Pipeline Is Infrastructure

3 min read

Most organizations treat pipeline like a spreadsheet — a list of deals with dollar amounts and close dates that someone updates before a forecast call. That is not pipeline. That is a wish list with formatting. Real pipeline is infrastructure. It is a system of stages, definitions, entry criteria, exit criteria, and measurable conversion rates that tells you exactly how much revenue your organization will produce, when it will arrive, and where the system is failing.

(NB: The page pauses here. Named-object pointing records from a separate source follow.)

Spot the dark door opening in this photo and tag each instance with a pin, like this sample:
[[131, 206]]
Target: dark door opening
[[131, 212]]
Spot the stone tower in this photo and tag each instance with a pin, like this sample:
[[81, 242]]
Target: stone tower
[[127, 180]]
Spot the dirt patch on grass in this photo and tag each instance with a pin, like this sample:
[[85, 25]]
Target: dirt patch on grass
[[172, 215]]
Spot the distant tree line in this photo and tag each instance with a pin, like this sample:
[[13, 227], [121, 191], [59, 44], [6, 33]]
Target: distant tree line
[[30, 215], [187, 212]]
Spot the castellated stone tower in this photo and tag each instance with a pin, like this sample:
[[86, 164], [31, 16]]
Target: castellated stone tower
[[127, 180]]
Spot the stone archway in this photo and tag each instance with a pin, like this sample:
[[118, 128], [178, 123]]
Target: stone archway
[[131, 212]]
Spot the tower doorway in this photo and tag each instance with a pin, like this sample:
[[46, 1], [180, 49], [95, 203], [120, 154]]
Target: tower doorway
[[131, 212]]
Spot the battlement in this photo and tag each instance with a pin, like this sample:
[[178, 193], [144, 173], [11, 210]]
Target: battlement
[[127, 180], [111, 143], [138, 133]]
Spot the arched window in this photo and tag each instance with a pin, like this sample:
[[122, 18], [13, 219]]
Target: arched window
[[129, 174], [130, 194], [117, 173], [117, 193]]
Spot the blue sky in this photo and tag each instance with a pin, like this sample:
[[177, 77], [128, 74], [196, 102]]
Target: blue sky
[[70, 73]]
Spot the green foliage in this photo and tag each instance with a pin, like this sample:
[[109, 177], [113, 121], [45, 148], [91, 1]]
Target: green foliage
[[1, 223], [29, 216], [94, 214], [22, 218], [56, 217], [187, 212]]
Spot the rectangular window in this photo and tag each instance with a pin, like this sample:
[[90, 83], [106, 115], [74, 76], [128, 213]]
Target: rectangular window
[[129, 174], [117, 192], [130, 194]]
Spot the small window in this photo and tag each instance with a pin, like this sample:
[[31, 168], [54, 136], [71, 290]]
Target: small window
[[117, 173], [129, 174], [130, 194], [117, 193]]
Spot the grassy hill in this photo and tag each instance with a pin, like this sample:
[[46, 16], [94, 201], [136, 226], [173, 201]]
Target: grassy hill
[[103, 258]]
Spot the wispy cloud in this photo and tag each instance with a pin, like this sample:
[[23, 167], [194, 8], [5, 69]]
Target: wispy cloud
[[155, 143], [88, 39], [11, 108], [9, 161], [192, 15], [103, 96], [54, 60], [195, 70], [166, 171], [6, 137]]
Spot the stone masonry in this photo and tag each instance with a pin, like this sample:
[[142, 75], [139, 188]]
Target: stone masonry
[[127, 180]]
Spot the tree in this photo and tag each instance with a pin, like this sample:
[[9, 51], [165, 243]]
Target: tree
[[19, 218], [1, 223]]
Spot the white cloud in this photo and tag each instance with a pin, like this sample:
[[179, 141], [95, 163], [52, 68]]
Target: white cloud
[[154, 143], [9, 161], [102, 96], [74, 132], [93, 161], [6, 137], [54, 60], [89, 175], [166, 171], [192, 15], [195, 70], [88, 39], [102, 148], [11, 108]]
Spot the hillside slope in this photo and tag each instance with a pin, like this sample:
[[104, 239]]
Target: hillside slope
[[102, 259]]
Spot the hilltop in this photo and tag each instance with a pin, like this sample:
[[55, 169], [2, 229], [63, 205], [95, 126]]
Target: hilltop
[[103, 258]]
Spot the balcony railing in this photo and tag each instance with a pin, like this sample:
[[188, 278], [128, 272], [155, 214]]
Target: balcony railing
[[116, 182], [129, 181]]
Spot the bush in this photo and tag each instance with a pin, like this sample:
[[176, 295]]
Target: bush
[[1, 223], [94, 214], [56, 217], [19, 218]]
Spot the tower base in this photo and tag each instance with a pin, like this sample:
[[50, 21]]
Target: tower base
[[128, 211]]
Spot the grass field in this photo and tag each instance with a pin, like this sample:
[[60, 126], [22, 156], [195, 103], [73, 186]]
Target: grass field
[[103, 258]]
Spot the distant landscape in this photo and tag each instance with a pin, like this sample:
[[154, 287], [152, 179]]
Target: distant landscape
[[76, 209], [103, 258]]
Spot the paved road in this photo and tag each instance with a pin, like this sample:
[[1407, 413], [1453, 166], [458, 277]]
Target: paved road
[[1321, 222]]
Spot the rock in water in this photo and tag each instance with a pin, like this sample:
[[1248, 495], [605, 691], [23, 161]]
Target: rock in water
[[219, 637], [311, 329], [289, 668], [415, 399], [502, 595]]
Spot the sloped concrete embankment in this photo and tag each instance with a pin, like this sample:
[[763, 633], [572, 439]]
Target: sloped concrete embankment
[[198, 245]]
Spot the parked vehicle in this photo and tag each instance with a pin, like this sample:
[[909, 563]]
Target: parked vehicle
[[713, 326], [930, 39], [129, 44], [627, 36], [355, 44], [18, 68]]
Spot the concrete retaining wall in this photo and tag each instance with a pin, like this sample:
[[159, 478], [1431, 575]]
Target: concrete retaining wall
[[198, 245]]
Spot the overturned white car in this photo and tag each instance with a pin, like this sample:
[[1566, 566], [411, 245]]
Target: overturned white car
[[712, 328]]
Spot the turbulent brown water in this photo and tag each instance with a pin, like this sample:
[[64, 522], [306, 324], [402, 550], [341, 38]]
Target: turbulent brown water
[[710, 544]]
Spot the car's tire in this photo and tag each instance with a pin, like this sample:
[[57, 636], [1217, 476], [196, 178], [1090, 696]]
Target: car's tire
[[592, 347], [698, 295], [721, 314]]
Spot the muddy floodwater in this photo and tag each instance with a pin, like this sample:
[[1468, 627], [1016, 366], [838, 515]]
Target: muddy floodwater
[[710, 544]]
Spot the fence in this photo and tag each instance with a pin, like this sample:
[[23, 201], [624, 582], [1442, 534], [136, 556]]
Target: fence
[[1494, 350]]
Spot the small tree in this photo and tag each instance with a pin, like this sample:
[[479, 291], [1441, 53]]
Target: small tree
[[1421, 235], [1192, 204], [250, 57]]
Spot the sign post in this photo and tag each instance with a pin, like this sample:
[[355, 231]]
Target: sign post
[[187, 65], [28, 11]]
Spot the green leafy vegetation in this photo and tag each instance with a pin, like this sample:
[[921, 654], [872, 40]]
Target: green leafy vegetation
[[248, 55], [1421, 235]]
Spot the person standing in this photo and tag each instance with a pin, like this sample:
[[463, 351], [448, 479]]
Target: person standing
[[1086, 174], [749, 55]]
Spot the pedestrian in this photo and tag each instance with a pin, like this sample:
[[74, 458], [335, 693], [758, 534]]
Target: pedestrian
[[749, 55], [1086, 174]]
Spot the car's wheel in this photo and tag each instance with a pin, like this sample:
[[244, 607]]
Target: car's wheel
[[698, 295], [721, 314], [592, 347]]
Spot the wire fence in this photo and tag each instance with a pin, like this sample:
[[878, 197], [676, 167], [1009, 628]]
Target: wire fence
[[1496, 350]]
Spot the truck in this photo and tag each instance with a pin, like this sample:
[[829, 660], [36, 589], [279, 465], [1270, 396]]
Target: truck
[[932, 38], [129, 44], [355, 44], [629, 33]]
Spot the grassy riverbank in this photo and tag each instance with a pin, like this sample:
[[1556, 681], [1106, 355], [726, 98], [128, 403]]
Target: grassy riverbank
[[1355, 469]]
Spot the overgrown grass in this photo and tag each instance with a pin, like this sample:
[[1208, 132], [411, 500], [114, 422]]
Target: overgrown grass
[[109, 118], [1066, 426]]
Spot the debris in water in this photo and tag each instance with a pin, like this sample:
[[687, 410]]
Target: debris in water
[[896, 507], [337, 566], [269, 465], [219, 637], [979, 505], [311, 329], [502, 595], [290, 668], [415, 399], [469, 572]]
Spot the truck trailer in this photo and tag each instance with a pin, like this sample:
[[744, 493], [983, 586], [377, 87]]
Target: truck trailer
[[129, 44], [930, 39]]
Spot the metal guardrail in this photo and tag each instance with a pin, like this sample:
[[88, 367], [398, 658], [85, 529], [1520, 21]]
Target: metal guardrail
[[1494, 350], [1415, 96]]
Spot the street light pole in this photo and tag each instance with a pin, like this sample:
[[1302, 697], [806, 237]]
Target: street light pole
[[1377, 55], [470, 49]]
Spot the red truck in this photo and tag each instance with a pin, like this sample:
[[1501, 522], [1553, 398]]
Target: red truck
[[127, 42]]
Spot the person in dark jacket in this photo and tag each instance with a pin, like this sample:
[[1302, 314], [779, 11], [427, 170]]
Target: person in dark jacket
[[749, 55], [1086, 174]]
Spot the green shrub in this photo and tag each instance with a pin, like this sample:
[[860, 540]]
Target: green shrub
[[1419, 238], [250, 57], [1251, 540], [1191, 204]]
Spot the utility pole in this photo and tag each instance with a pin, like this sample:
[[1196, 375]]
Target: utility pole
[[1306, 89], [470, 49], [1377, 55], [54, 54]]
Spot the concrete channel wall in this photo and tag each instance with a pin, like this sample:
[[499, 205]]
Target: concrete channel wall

The difference between pipeline-as-spreadsheet and pipeline-as-infrastructure is the difference between guessing and knowing.

Do This

  • Define each pipeline stage with explicit entry criteria, exit criteria, and a verifiable buyer action
  • Treat stage definitions as contracts — a deal does not move until the criteria are met
  • Instrument every stage transition with a timestamp so you can measure velocity

Avoid This

  • Let reps self-report stage based on gut feel or optimism
  • Use stages like "Interested" or "Warm" that describe your perception, not the buyer's behavior
  • Skip timestamps — without them, velocity analysis is impossible

The first principle of pipeline engineering is that stages must reflect observable buyer behavior, not seller perception. "Qualified" means the buyer confirmed budget, authority, need, and timeline — not that the rep had a good feeling after the first call. "Proposal Sent" means the buyer requested a proposal — not that the rep sent one hoping for a response. Every stage should answer the question: what did the buyer do to get here?